How The West Was Won (1962)

There are 101 replies in this Thread which has previously been viewed 109,973 times. The latest Post () was by lasbugas.

Participate now!

Don’t have an account yet? Register yourself now and be a part of our community!

  • Hello again, all, I was one of 800-plus lucky people who saw How the West Was Won at the Cinerama Dome in Hollywood on Sunday morning, as part of this year's TCM Classic Movie Festival. Not only that, but I think I had the best seat in the house! -- dead center, first row of the balcony. Anyway, as you can all imagine, HTWWW was an overwhelming experience, seeing it on that giant curved screen projected in the original Cinerama format. The print was beautiful and the extremely wide field of vision made for unbelievably spectacular vistas, especially during the amazing buffalo stampede. Sometimes the joins of the three pictures was very noticeable, sometimes not at all. I don't have to tell anyone here what a great and epic picture it is and my only beef is -- not enough John Wayne, of course. :)


    The sound was also spectacular in the Dome and what a thrill to hear that great score on that sound system.


    Debbie Reynolds was interviewed by TCM host before the movie and was quite the character. Actually I had seen her the day before interviewed by Osborne before a screening of Singin' in the Rain, and she is one very colorful (to put it mildly) lady -- she just says whatever she thinks, in very salty language too! The normally unflappable Osborne was at a loss for words. :) She was a little more restrained at HTWWW but she is decidedly a let it all hang out type, and tons of fun! We all loved her to bits. ;) And she was wonderful in both movies. ;)

  • Hi, Chester, yes, TCM has been holding the classic film festival in Hollywood for three years now and I've been very very lucky in that I've been able to attend all three. Usually they show some westerns though not always with John Wayne. :) Last year they programmed four restored Roy Rogers movies and Roy's daughter Cheryl Rogers-Barnett was there to introduce them. (And Herb Jeffries, the Bronze Buckaroo and the last living singing cowboy, attended the screenings! I was absolutely dumbstruck with awe seeing him in person.)
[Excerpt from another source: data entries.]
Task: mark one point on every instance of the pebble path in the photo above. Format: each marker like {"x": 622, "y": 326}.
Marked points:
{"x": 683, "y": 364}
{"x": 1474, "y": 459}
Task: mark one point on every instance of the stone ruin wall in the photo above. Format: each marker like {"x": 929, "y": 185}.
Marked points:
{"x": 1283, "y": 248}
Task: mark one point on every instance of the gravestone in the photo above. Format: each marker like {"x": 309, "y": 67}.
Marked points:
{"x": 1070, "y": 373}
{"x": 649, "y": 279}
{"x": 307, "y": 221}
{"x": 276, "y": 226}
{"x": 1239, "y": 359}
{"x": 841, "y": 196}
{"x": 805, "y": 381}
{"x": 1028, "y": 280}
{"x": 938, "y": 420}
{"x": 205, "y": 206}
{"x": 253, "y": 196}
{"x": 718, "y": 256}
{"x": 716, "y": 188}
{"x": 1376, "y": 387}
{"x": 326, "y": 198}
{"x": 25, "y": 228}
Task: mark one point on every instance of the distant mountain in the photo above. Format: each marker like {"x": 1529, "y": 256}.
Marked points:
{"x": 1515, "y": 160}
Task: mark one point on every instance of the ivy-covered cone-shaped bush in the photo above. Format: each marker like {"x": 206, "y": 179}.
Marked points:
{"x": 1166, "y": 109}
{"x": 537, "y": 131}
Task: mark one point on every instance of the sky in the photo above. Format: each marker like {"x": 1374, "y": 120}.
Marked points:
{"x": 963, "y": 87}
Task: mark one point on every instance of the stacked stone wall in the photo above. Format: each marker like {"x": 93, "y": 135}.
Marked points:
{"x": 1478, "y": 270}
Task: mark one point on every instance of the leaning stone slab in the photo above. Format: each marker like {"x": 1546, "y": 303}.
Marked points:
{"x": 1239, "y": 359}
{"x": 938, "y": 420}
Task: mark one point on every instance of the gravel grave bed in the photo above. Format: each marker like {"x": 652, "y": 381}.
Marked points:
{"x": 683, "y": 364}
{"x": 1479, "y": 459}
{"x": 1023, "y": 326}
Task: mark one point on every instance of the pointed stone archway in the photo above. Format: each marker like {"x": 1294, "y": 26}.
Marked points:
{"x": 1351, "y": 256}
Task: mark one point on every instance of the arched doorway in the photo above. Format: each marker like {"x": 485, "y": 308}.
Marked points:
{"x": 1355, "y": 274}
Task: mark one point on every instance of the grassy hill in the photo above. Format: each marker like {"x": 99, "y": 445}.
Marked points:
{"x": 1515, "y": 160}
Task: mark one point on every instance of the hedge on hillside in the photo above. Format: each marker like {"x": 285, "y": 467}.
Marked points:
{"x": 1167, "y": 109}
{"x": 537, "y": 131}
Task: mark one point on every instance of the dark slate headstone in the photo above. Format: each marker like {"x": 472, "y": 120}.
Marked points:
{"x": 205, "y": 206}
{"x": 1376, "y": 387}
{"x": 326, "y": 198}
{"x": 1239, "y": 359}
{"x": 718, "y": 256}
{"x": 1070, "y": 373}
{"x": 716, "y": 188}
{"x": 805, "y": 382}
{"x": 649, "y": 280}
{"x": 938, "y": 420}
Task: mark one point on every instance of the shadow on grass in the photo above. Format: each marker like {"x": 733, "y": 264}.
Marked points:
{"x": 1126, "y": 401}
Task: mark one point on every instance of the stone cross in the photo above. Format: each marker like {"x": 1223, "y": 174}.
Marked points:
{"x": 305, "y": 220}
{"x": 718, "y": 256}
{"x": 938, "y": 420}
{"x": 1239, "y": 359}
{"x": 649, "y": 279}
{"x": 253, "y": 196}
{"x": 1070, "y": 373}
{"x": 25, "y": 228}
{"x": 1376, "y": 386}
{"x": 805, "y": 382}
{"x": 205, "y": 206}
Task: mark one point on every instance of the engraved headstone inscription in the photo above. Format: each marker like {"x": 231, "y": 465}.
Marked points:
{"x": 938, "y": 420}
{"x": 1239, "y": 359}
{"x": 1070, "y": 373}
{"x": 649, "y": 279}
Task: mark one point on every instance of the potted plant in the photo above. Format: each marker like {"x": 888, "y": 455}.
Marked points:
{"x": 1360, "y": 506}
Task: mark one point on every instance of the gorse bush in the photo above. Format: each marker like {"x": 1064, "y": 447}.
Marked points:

    Here is the link to the TCM festival page: http://www.tcm.com/festival/


    Click on the link for the "festival video gallery" to see the interviews with Debbie Reynolds (HTWWW) and Angie Dickinson (Rio Bravo).


    Here is the link to sign up with TCM so you'll get all their e-mail newsletters and announcements about the festival and other TCM information: https://audience.tcm.com/servi…r?url=http://www.tcm.com/


    TCM is OUR FRIEND. They love John Wayne! They were selling John Wayne bobble-head dolls at the festival boutique too. ;)


  • TCM is OUR FRIEND. They love John Wayne! They were selling John Wayne bobble-head dolls at the festival boutique too. ;)


    Now that's what I was really after ! A John Wayne bobble-head doll :wink_smile:


    Seriously, Thank you so much for "filling us in" on the Classic Movie Channel,
    and how to get affiliated with them.


    Chester :newyear:

  • Quote

    Now that's what I was really after ! A John Wayne bobble-head doll


    LOL! Just so you know -- when I got into line for Rio Bravo, I noticed the guy in front of me had the bobble-head doll in his bag (I could see the box). I remarked that he must be a real John Wayne fan and we struck up a conversation about Wayne and Rio Bravo that (as many of these conversations do) soon veered off onto other topics. ;) Now if only they made a Ben Johnson bobble-head doll, I'd get one of those. I do have a Wolverine bobble-head doll!

  • Watched "How the West Was Won" again yesterday in flat screen "living room Cinerama".

    Deb's Meadow where the "True Grit" showdown shootout would take place 7 years later in 1968/69 played center stage in many of the scenes of this same "West Was Won" movie as did "Courthouse Mountain" and "Chimney Peak" (all True Grit locations). Even the creek-side campsite where Rooster says to LaBoeuf ~ "If ever I meet one of you Texas waddies who ain't drunk from a hoofprint, I think I'll, I'll shake their hand or buy'em a Daniel Webster cigar!" ~ is also the very same location where a major scene is played between Robert Preston and Debbie Reynolds almost 7 years earlier.

    Henry Hathaway was one of several directors on this movie and he would later go on to also direct True Grit. He obviously fell in love with the scenery there in the San Juan mountains and thanks to that ~ a beautifully photographed True Grit would go on to become a movie classic.